Soon, long before those who had taken her sight had gone back to the dirt, the first instances of Amaraan’s Slight began to affect the village, each new eye the colour of those which had been taken. A few sufferers attempted to blind the eyes but between the agony and the dangers of the infections which followed - taking scores of lives - this brutal solution was clearly untenable. Nonetheless, ashamed of the reminder of their guilt and fearful that something evil and vengeful was using the condition against them, the tanners of the village began to craft hard, form-fitting leather pieces to keep the eyes from watching.

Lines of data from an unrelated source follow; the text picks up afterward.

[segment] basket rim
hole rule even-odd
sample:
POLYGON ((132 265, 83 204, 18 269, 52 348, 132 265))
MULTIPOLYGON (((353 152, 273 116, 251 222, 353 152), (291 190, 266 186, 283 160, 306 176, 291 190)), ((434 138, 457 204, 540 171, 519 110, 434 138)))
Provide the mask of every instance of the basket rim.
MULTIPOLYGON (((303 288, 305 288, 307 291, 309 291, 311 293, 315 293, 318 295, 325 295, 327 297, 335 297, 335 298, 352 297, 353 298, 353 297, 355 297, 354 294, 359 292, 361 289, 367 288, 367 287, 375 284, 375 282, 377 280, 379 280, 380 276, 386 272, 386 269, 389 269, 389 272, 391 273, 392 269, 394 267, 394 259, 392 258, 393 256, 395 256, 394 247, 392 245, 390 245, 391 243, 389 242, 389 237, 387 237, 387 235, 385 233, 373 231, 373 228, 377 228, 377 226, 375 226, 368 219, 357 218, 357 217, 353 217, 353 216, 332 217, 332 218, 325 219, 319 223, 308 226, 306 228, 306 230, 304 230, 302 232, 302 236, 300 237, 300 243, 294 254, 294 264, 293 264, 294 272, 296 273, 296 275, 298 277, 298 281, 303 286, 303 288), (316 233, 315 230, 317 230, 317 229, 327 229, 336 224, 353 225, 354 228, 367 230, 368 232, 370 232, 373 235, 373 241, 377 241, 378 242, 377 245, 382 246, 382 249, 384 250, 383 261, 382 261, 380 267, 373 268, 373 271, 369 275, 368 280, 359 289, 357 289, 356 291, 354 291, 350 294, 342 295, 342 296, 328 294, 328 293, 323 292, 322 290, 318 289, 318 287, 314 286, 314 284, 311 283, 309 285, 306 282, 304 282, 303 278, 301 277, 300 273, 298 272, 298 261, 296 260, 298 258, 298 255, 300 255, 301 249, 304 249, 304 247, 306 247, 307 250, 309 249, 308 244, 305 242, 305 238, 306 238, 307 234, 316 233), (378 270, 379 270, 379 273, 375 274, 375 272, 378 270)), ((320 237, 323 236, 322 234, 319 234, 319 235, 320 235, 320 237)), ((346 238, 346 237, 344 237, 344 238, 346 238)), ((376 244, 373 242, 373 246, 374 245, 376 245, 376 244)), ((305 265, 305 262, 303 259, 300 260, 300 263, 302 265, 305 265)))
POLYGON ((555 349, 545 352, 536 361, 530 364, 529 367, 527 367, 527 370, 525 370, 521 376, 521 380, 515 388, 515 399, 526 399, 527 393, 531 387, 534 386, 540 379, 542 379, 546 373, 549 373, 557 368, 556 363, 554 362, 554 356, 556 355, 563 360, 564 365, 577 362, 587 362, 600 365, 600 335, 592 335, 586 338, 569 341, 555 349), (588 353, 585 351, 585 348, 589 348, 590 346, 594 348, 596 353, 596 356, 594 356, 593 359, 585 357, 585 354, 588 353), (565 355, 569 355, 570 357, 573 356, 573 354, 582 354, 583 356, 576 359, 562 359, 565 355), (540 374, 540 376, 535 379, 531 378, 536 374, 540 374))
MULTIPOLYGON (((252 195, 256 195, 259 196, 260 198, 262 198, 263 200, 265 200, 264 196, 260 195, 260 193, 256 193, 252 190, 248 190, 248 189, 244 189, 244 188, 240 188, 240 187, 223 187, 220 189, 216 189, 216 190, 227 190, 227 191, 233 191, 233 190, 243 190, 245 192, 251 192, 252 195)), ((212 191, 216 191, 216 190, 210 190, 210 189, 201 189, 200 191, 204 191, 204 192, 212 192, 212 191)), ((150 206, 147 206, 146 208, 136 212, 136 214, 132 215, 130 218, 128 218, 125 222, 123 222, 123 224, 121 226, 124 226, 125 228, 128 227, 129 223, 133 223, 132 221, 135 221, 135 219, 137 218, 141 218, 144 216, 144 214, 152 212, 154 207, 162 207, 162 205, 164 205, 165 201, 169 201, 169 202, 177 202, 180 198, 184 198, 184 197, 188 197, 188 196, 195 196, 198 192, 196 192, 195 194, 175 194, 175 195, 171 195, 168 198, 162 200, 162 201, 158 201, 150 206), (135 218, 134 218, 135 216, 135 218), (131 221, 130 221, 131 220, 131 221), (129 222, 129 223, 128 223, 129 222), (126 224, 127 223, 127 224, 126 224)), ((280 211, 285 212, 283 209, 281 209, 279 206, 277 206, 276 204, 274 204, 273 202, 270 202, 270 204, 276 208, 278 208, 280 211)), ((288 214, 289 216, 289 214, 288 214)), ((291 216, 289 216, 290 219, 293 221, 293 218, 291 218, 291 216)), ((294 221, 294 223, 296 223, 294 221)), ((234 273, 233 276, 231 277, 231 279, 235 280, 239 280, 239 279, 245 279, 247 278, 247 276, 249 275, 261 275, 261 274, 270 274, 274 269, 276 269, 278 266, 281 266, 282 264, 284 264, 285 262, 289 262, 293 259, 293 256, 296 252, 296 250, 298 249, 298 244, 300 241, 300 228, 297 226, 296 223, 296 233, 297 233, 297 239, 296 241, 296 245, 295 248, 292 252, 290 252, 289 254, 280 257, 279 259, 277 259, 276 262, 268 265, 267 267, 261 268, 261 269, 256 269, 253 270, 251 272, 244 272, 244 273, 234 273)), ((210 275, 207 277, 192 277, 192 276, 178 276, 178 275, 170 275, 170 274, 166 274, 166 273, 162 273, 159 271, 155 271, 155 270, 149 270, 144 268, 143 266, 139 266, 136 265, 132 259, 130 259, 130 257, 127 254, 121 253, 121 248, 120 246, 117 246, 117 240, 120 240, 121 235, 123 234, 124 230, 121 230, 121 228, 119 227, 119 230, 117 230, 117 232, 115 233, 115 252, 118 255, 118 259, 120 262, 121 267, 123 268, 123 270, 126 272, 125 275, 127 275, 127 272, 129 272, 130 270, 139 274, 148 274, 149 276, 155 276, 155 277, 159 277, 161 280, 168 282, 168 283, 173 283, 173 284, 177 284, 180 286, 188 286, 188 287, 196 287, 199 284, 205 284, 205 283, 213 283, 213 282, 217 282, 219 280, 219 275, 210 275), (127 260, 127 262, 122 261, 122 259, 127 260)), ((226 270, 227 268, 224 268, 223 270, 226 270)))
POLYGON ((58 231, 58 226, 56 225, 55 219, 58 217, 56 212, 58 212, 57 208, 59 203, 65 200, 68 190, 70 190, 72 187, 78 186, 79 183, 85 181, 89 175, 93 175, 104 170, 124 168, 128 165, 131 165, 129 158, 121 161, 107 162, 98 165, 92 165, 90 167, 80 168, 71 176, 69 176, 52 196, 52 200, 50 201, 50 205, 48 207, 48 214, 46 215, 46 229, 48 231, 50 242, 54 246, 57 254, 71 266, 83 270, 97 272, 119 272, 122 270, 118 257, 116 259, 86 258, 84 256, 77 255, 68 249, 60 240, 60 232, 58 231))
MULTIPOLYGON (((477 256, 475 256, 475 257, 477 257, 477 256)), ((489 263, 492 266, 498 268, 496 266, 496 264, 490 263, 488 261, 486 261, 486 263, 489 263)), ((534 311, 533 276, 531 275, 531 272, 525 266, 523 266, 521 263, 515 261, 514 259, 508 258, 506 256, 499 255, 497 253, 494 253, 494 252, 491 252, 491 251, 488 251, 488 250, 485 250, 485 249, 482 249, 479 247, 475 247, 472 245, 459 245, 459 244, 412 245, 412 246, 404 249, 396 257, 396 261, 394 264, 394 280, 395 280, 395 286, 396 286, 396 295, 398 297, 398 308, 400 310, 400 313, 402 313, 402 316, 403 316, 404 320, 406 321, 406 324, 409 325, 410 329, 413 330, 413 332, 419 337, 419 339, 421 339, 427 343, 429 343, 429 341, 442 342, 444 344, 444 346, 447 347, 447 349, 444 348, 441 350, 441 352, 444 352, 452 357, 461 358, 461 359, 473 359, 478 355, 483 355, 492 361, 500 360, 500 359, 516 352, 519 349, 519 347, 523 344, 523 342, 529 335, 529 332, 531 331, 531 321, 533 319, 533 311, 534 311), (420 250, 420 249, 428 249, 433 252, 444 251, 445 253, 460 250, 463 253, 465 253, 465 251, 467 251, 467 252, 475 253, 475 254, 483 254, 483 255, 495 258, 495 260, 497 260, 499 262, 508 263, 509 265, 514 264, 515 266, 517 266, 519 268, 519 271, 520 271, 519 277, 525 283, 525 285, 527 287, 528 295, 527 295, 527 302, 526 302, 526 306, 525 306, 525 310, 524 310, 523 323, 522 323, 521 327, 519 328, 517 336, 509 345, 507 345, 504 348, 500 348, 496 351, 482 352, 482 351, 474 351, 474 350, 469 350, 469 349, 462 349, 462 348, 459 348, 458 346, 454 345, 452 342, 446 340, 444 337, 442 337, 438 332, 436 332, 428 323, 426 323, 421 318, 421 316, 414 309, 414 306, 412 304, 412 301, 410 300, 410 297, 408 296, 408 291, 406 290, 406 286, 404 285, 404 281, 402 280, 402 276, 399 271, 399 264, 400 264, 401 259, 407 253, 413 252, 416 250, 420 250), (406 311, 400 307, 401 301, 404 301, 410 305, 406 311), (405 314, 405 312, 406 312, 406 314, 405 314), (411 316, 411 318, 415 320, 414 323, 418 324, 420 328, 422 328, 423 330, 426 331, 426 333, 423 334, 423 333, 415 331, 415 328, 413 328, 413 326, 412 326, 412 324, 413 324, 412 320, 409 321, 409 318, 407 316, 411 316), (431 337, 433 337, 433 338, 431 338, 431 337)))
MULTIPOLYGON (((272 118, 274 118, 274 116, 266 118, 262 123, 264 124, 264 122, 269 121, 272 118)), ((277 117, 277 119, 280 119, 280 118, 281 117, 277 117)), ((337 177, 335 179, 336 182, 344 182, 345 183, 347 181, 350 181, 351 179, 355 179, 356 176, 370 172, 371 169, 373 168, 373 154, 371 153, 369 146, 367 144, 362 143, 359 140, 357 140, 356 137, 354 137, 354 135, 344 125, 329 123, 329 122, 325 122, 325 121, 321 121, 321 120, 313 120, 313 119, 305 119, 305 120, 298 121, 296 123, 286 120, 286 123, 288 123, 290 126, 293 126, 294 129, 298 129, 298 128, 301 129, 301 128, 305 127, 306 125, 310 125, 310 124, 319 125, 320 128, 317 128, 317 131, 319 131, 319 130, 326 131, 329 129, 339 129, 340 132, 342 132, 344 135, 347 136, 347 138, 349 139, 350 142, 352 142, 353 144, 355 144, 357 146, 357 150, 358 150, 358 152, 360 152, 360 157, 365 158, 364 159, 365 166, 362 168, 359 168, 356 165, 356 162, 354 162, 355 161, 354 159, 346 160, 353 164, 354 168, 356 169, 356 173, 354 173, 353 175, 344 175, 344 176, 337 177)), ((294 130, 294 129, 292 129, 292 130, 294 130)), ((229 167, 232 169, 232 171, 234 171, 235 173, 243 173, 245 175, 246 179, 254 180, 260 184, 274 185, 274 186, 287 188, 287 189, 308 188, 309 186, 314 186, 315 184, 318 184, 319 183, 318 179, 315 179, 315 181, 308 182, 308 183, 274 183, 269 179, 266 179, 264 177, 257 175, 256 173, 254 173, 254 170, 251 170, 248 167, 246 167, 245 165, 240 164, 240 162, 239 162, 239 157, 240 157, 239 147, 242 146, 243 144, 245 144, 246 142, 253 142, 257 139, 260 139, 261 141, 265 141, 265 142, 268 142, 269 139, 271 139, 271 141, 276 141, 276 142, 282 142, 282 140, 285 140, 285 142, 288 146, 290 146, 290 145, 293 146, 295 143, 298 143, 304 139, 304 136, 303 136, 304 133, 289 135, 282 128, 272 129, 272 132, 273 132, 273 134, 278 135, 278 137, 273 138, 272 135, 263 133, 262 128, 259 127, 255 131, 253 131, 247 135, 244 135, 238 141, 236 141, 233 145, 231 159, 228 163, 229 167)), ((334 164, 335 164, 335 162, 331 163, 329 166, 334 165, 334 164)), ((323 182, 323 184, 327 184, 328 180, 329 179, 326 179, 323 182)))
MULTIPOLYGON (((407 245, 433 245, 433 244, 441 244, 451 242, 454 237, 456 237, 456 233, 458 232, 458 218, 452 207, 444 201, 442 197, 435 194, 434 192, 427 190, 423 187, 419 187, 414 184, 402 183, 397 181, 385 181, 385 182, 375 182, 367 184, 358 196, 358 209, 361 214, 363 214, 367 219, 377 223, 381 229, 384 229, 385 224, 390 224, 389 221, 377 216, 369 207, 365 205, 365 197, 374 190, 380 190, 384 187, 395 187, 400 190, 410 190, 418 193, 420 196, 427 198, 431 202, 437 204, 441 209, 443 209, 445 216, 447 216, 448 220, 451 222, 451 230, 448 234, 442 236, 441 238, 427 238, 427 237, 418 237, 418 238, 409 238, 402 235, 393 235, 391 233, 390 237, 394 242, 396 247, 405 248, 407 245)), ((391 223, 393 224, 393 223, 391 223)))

With tradition lending inertia to notions that reason would otherwise have long since passed by, these coverings are still worn today regardless of the discomfort. Once rough and utilitarian they are now more likely to be decorative pieces, the leathers embossed, delicately filigreed or dyed in bright yellows, reds, and green. A few are even patterned with representations of the eyes they cover, a choice some still see as subversive, even potentially dangerous, but are too afraid of further reprisals to put a stop to. I left Kapa burdened by the shame of those who are, themselves, blameless, but steadfastly refuse to absolve themselves of the crimes of their ancestors.